Hypertension. Taurine has proved to be effective in preventing hypertension from developing in several animal models.  Various factors have been identified, including decreases in oxidative stress, sympathetic tone, and inflammation, combined with improved kidney function and Ca²⁺ homeostasis.⁷ Two human clinical studies also found benefits from taurine for hypertension.  Katakawa reported improved endothelial function which he attributed to taurine’s effects in reducing oxidative stress.¹⁰ In a study by Sun, 120 prehypertensive patients received 1.6 grams of taurine per day, or placebo, for a period of 12 weeks.  Patients receiving taurine had decreases in both systolic and diastolic BP, compared to patients in the placebo wing of the trial, who experienced no decrease in BP.  The higher the initial blood pressure, the greater improvement was seen with taurine supplementation.^11.

Atherogenesis. Taurine has several beneficial effects on vascular tissue, which inhibit or reverse the atherosclerotic process.  These include inhibition of apoptosis, inflammation, and oxidative stress, as mentioned above.  Taurine can also reverse intima medial thickening and arterial stiffness, which probably account for some part of improvements in blood pressure.

Taurine inhibits proliferation of vascular smooth muscle cells in culture.  Smooth muscle cell proliferation is a part of the cascade of events leading to intimal media thickening and the development of atherosclerotic plaques.  Taurine is also important to the health of vascular endothelial cells, decreasing apoptosis and protecting them through its anti-inflammatory and antioxidant activity and the modulation of intracellular calcium.  Dysfunction in endothelial cells cultured from smokers was attenuated by the addition of taurine, which upregulated the expression of NO synthase.¹²

Stroke.

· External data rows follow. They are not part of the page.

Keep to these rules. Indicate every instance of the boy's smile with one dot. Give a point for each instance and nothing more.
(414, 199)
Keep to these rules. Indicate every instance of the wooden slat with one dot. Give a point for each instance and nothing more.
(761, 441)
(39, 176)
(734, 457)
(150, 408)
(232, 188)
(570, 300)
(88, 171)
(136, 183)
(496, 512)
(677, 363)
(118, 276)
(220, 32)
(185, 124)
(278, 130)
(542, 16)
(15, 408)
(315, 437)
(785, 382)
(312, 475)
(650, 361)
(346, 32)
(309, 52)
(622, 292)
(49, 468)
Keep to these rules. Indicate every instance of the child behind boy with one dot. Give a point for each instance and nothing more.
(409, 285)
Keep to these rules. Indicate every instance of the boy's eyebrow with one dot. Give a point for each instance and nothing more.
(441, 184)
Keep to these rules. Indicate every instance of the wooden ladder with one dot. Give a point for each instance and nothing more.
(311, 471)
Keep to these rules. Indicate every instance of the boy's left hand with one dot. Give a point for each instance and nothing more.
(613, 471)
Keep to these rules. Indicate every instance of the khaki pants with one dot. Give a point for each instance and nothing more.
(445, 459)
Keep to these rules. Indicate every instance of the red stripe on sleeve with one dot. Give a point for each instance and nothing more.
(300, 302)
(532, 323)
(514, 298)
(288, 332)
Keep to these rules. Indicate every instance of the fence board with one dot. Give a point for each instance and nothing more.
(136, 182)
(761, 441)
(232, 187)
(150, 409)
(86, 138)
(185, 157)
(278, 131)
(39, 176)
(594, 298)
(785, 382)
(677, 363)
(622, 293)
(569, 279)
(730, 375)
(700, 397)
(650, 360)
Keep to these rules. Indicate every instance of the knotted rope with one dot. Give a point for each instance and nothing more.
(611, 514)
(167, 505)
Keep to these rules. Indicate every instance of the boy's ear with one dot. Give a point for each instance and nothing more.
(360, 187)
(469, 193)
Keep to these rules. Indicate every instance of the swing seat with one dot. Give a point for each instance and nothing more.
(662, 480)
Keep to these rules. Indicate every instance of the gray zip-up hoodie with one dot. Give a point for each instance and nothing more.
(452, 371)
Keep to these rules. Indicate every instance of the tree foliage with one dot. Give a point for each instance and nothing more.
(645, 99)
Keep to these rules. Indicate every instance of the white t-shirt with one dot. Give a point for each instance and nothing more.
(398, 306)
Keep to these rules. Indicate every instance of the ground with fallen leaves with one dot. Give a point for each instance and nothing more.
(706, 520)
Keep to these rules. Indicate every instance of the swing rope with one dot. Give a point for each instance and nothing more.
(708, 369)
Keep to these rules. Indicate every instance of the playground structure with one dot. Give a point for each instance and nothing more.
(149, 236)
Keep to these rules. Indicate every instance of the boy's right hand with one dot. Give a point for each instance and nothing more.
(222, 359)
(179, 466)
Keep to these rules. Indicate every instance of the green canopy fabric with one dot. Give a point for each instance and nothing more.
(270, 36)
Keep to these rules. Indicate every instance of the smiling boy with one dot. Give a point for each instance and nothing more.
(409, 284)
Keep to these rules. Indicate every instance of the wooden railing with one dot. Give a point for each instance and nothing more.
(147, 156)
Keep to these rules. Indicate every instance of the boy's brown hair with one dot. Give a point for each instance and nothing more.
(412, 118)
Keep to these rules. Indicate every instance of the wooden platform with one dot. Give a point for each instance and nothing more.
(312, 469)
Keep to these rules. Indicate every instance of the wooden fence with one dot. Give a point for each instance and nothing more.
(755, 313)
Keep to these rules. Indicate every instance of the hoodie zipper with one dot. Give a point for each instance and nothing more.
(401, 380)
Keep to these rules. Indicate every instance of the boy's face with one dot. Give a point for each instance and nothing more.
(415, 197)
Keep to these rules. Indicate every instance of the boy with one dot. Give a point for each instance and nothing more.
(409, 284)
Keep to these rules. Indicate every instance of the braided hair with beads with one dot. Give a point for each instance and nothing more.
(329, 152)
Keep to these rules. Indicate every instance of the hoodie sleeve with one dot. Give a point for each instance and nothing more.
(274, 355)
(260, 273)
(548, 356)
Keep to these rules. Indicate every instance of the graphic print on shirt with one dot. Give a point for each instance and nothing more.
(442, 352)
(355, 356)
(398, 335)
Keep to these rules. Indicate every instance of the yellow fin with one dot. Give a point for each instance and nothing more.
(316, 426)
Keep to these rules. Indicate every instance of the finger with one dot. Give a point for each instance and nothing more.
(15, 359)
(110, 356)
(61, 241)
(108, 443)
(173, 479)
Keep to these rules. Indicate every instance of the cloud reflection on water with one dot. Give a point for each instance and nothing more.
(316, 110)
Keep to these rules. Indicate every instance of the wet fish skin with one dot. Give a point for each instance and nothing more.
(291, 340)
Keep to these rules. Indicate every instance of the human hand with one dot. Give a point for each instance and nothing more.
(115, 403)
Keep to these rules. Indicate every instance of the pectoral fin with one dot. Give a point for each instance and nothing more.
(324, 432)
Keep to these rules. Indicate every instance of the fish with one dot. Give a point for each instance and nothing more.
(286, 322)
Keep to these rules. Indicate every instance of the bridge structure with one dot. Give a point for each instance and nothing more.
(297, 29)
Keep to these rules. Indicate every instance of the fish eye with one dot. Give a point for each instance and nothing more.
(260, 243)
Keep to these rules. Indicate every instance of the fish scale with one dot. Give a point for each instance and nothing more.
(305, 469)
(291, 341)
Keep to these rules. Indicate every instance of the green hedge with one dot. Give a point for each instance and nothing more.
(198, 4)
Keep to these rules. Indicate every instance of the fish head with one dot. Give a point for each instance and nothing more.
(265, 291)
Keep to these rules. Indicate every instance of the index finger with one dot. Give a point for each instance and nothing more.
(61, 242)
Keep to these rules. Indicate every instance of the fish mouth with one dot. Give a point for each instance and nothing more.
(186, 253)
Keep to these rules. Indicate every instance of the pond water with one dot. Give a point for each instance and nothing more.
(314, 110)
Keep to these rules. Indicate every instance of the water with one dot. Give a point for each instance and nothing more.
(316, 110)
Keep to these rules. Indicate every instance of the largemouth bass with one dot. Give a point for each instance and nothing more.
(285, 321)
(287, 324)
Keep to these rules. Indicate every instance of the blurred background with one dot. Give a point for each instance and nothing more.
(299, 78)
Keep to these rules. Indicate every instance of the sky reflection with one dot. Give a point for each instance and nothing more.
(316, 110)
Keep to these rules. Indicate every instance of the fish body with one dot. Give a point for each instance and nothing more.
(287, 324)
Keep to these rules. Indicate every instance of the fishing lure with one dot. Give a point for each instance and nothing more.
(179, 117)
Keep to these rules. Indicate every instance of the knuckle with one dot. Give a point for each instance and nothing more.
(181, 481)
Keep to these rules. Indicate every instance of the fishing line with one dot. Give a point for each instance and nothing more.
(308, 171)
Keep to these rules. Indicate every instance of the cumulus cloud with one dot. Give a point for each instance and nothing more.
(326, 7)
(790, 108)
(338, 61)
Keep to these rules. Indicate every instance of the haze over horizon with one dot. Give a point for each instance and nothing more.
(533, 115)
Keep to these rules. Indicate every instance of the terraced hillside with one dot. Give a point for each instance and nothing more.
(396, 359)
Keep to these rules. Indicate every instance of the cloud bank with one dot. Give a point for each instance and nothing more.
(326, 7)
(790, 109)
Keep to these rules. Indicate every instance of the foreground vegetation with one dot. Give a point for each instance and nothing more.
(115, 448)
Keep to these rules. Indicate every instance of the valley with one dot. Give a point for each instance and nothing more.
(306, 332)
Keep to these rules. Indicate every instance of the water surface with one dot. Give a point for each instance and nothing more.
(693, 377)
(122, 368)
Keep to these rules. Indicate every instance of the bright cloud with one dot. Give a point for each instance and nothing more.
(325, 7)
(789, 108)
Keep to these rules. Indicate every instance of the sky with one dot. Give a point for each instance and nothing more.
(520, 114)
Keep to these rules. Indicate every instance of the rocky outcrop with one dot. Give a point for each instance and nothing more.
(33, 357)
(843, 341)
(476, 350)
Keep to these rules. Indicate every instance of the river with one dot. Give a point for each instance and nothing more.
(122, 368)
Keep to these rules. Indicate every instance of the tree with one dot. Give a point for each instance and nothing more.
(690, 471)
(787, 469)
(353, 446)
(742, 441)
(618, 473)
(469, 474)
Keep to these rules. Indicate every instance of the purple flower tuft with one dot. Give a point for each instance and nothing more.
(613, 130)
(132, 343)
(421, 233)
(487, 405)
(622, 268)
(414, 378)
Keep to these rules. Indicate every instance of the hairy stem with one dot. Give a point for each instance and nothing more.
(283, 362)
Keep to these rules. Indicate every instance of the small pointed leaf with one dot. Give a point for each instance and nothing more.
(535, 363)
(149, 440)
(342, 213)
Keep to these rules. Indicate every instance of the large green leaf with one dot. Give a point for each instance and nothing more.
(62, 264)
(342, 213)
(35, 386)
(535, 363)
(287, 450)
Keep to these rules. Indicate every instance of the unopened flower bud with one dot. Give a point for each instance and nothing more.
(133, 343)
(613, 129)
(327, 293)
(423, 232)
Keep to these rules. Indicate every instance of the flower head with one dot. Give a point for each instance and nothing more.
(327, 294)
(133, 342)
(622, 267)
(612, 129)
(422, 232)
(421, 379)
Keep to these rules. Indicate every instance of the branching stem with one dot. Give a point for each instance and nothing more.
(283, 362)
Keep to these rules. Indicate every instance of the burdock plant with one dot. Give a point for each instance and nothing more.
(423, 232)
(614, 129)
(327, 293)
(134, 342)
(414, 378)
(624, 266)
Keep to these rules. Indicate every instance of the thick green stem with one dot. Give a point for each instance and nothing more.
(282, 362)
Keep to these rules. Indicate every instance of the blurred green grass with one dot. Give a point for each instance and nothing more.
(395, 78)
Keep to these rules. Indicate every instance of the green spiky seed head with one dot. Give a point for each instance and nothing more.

Stroke is a leading cause of death and disability.  A main contributor to neuronal death during stroke is the large accumulation of glutamate in the synaptic clefts as glutamate uptake is compromised by lack of ATP to glutamate transporters. This ultimately results in influxes of Ca2+, compromised mitochondrial function and the generation of ROS, all of which contribute to cellular distruction.¹³  Taurine helps protect cells from the toxic effects of excess glutamate by reducing the overload of calcium and reducing oxidative stress.⁷

What Else Is Taurine Good For?

This article is focused on the cardiovascular benefits of taurine, but if we are considering longevity, it is worth mentioning a few other conditions in which taurine can be useful.  A lack of taurine contributes to a broad range of pathologies, including renal dysfunction, pancreatic βcell dysfunction, and decreased vision to the loss of photoreceptors in the retina.⁸  Supplemental taurine reduces markers for inflammation in obesity and may improve lean body mass.⁷ 

Diabetes. Schaffer and Kim assert, “There is overwhelming evidence that taurine therapy reduces pathology associated with diabetes, obesity and the metabolic syndrome.”⁷ Patients with Type I diabetes have low plasma and platelet taurine levels.⁷ Taurine decreases advanced glycation end products (AGE) and lipid peroxidation in the kidney, thus improving diabetic nephropathy. ⁸

Mitochondrial Disease. MELAS (Mitochondrial Encephalomyopathy, Lactic Acidosis, and Stroke-like episodes) is a mitochondrial disease that shares characteristic symptoms with taurine deficiency.¹³ Supplementing MELAS patients with taurine has been helpful.  In one such case a 29-year-old woman who had no response to standard pharmaceutical therapy for epileptic and stroke-like episodes, had a complete cessation of these events shortly after starting on oral taurine.  In a second case, a 21-year-old male was diagnosed with MELAS and put on anticonvulsant therapy that did little to decrease his stroke-like episodes, which included visual loss and sensory aphasia.  Upon starting taurine supplementation, the episodes ceased.  In both cases the patients’ serum levels of taurine increased by 5- and 10-fold, respectively.⁷ Schaffer reports that taurine therapy also returns mitochondrial respiratory function to normal in these patients.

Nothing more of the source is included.